Interpreting Hybrid Retrieval Metrics

Wikantik publishes a small set of Prometheus metrics covering structural

index health, for-agent projection size, and (post-Phase 5) retrieval

quality. They're all under the `wikantik_` prefix.

When to use this runbook

When you have a `/metrics` scrape and want to convert numbers into

verdicts.

Context

- **Phase 1 (shipped):** `wikantik_structural_index_{pages_total,clusters_total,tags_total,unclaimed_total,lag_seconds}` — gauges. Plus `wikantik_structural_index_rebuild_duration_seconds` (timer) for rebuild cost.

- **Phase 2 (shipped):** `wikantik_for_agent_response_bytes` — DistributionSummary with percentile histogram. Records every projection's serialised size.

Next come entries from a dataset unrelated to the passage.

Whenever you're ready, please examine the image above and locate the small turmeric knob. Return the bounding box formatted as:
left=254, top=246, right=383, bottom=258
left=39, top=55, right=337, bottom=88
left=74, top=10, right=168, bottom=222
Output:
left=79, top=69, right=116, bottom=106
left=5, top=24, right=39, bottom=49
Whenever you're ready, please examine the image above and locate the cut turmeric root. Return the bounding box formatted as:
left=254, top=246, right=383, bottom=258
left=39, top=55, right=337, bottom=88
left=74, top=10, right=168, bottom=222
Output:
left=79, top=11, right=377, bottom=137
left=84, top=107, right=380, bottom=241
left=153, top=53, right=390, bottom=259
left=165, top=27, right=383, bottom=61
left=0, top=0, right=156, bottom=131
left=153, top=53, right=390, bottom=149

- **Phase 5 (planned):** `wikantik_retrieval_{ndcg_at_5,ndcg_at_10,recall_at_20,mrr}{set,mode}` — gauges, plus `wikantik_retrieval_run_duration_seconds` (histogram) and `wikantik_retrieval_run_failed_total` (counter).

Walkthrough

The frontmatter `steps` walk the metric set in priority order: index

health first (the foundation), projection size second (the agent

contract), retrieval quality third (the eventual signal).

Pitfalls

The frontmatter `pitfalls` capture the recurring misreads. The

"comparing absolute numbers across deploys" trap is especially common —

agents take a snapshot of metrics, deploy a different corpus, then

report that "retrieval got worse" when the page count just shifted.